I'm asking because what I'm currently working on heavily relies on named tuples (they are a key language feature to achieve my mission with NimData: type-safe schema transformation), and I'm not sure if the DSL I'm designing would work without them.
Well object is the obvious replacement, but this indeed does not cover all the use cases of named tuples. I like to remove named tuples to simplify the language. Maybe this means object needs to grow minor new capabilities.
I'm not sure if the DSL I'm designing would work without them.
Please elaborate.
Please elaborate.
I'm mainly aware of the situation in Scala, where the lack of named tuples is the reason why type-safe schema transformation is rather limited. When working with typed data, there are basically two options:
In Nim, the same can be solved very elegantly by just transforming/constructing named tuples everywhere. That's what the DSL looks like:
# A const schema definition is required once.
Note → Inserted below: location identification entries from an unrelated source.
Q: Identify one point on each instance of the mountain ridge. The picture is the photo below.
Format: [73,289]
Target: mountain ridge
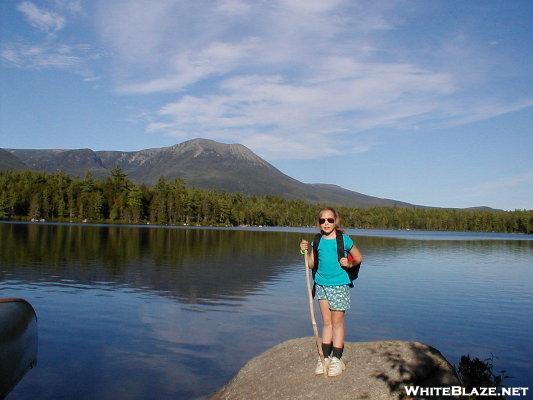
[202,163]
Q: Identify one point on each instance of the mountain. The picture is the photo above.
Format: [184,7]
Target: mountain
[9,161]
[201,163]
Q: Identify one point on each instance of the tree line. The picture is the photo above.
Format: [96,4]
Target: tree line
[26,195]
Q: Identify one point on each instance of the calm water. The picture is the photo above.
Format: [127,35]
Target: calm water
[137,312]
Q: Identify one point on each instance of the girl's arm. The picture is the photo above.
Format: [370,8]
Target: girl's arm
[357,256]
[304,245]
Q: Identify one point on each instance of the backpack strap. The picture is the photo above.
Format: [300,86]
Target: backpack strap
[340,246]
[316,241]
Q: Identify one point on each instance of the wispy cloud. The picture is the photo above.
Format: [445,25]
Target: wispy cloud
[40,18]
[50,55]
[49,50]
[284,72]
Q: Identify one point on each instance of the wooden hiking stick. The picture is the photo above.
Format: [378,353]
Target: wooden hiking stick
[312,312]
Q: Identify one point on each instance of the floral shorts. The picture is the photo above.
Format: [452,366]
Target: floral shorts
[338,296]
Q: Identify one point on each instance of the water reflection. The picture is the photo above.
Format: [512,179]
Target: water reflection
[138,312]
[196,266]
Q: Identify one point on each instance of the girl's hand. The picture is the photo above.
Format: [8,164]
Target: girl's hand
[345,263]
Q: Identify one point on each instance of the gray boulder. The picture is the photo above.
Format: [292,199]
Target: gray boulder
[374,370]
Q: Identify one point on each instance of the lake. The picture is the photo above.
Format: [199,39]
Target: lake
[142,312]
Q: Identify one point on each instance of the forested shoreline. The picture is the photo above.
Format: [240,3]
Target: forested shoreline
[26,195]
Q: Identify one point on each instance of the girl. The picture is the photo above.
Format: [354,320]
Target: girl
[332,287]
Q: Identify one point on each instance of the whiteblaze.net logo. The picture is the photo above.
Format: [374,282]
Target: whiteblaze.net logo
[443,391]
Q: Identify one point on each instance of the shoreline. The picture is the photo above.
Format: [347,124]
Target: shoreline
[401,234]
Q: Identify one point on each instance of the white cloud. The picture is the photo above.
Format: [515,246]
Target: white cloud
[50,55]
[39,18]
[291,70]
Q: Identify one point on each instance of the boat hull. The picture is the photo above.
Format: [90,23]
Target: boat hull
[18,342]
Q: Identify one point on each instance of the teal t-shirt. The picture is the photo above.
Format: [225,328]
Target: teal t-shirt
[330,272]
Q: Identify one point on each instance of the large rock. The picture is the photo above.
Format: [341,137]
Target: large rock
[374,370]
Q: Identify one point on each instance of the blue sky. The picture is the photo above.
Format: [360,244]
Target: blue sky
[425,102]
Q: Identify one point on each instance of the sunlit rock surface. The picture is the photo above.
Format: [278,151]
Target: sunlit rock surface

Ideally this is the
# only point where we have to type out our 30 columns.
const schema = ... # array with field information
# For here on, it is just a bunch of macros performing named tuple transformations
let df = DF.fromText("test.csv")
.map(schemaParser(schema, ";"))
# Projection can use whichever is shorter to type
df.map(t => t.projectAway(fields, to, remove))
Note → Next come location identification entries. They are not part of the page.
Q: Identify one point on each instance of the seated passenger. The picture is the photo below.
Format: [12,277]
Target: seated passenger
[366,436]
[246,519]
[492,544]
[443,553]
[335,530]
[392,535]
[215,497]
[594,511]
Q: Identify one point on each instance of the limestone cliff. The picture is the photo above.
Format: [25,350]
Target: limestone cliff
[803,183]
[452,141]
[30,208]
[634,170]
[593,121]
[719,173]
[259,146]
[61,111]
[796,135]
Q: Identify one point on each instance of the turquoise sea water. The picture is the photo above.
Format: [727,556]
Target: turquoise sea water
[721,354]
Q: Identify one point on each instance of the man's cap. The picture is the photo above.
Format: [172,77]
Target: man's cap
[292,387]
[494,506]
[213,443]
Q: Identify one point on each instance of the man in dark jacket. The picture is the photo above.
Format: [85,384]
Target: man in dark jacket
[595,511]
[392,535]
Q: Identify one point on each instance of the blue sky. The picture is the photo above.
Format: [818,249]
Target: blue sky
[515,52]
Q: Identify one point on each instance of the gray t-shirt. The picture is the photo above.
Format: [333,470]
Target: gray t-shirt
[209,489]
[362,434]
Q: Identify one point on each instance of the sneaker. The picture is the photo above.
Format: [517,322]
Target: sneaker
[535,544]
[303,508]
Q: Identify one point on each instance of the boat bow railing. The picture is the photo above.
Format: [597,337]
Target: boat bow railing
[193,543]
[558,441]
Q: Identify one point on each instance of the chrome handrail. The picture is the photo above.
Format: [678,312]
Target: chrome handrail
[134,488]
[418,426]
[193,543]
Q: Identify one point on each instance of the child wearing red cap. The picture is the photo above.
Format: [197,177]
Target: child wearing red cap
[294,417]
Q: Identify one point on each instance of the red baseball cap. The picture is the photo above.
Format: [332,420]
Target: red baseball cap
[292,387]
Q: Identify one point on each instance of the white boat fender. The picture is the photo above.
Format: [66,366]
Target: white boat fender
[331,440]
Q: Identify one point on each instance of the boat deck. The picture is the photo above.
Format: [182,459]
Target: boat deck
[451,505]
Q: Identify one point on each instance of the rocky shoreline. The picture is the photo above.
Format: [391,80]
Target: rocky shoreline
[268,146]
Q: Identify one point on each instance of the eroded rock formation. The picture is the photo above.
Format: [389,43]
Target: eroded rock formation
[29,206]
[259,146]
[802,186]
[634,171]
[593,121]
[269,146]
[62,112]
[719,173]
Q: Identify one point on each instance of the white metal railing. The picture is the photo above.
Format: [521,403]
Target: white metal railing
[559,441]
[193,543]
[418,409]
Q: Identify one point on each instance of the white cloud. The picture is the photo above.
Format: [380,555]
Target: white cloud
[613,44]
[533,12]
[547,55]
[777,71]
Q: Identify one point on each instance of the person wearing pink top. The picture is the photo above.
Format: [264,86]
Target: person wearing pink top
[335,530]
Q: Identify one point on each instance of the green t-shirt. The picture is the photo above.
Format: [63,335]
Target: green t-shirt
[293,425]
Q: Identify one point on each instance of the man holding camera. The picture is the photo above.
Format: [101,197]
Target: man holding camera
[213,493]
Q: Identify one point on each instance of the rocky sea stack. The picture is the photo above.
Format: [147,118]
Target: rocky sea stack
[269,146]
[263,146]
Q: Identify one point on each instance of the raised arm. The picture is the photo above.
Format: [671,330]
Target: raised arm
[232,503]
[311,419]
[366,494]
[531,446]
df.map(t => t.projectTo(fields, to, keep))
# Adding new fields also does not require repeating existing fields
df.map(t => t.addFields(length: sqrt(t.x^2, t.y^2))
# Eventually even the schema of a join can be computed statically:
let joined = dfA.join(dfB, on=[joinField])
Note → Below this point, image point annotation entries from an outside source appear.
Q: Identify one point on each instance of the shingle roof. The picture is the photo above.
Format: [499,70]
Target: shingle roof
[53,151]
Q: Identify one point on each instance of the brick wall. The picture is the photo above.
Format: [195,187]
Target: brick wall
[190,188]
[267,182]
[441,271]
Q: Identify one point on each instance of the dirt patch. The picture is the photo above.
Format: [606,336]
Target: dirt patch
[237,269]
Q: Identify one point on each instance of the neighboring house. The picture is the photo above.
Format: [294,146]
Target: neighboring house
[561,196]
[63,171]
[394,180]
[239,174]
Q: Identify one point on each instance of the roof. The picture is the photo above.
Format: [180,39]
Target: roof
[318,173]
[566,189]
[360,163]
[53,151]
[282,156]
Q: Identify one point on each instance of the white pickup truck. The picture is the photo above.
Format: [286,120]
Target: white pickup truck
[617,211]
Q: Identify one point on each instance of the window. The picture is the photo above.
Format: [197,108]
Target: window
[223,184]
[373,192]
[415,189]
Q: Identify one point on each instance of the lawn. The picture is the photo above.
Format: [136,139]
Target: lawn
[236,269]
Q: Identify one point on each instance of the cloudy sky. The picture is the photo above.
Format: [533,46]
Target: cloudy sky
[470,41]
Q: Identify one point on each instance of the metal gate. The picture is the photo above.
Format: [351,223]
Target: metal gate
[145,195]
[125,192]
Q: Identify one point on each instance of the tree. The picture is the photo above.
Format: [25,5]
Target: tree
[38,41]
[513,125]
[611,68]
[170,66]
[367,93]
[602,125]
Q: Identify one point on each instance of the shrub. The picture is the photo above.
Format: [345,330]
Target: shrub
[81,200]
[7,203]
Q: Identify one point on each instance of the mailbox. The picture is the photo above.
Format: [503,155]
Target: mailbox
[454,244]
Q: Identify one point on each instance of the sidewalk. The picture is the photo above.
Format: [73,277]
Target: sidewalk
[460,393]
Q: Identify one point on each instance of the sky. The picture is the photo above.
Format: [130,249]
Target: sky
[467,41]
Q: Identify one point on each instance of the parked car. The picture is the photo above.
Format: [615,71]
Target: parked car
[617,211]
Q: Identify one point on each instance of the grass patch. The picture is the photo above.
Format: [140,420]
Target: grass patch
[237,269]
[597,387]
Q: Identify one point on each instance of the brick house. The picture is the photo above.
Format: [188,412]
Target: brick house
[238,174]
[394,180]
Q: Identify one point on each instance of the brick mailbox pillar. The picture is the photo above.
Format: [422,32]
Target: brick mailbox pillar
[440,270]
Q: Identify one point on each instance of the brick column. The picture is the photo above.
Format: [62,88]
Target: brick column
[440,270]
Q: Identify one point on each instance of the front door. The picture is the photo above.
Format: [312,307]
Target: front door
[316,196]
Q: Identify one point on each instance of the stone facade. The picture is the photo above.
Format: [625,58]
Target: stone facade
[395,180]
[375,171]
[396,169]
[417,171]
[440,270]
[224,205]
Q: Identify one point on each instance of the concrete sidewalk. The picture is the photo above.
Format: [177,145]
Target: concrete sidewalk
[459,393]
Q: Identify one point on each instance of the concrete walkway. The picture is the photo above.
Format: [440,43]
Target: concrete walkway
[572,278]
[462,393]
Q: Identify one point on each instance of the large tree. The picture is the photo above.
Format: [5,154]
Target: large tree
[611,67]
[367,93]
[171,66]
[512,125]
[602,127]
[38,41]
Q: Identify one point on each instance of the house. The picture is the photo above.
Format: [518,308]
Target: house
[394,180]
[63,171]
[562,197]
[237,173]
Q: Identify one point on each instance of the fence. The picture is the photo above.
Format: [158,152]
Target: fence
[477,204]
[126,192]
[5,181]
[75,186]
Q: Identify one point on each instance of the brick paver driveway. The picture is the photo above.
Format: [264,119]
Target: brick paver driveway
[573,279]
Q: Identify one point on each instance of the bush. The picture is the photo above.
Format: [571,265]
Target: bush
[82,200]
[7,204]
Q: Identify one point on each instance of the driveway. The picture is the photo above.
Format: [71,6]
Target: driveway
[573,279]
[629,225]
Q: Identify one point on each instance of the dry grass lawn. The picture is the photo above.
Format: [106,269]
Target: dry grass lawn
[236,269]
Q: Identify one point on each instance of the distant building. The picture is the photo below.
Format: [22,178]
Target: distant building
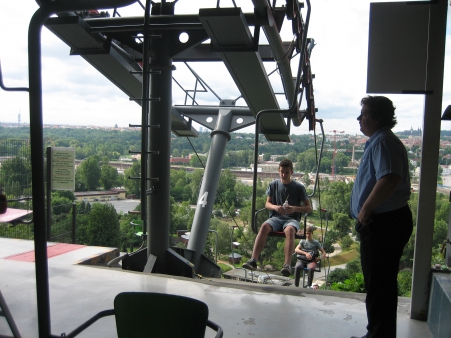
[101,195]
[179,160]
This should also play nicely with structural typing in Nim, e.g., passing data frames to functions can be done generically, and does not require to write out field names explicitly.
I'm not sure how this would work with objects. Since they are nominal, I guess they would have to be made explicitly available in the outer scope. Currently I leave it up to the user if they want to define their types explicitly, for instance via this macro:
type
MyRowType = schemaType(schema)
proc myExplictlyTypedProc(df: DataFrame[MyRowType]) = ...
What I wanted to avoid is that a user has to explicitly name their types for each transformation.
Ah, maybe my assumptions were just wrong. All I knew was that something like this is not possible:
# can't use `Anonymous` as return type
proc test(): Anonymous =
type Anonymous = object
x: int
y: int
result = Anonymous(x: 0, y: 0)
But it looks like objects can already be anonymous, because this seem to work:
proc test(): auto =
type Anonymous = object
x: int
y: int
result = Anonymous(x: 0, y: 0)
Not being able to write out the type explicitly feels weird though. And things get messy when structural equivalence matters:
proc testA(): auto =
type Anonymous = object
x: int
y: int
result = Anonymous(x: 0, y: 0)
proc testB(): auto =
type Anonymous = object
x: int
y: int
result = Anonymous(x: 0, y: 0)
# this works
echo testA() == testA()
# this doesn't
echo testA() == testB()
So maybe objects aren't too far away to replace named tuples already. But I have to say that I still like the simplicity of named tuples a lot and will surely miss the nice syntax ;).
What is the rationale for removing named tuples?
Mentioned above, to simplify the language. They're largely redundant with objects.
I think that method should get the boot too, but that might be much.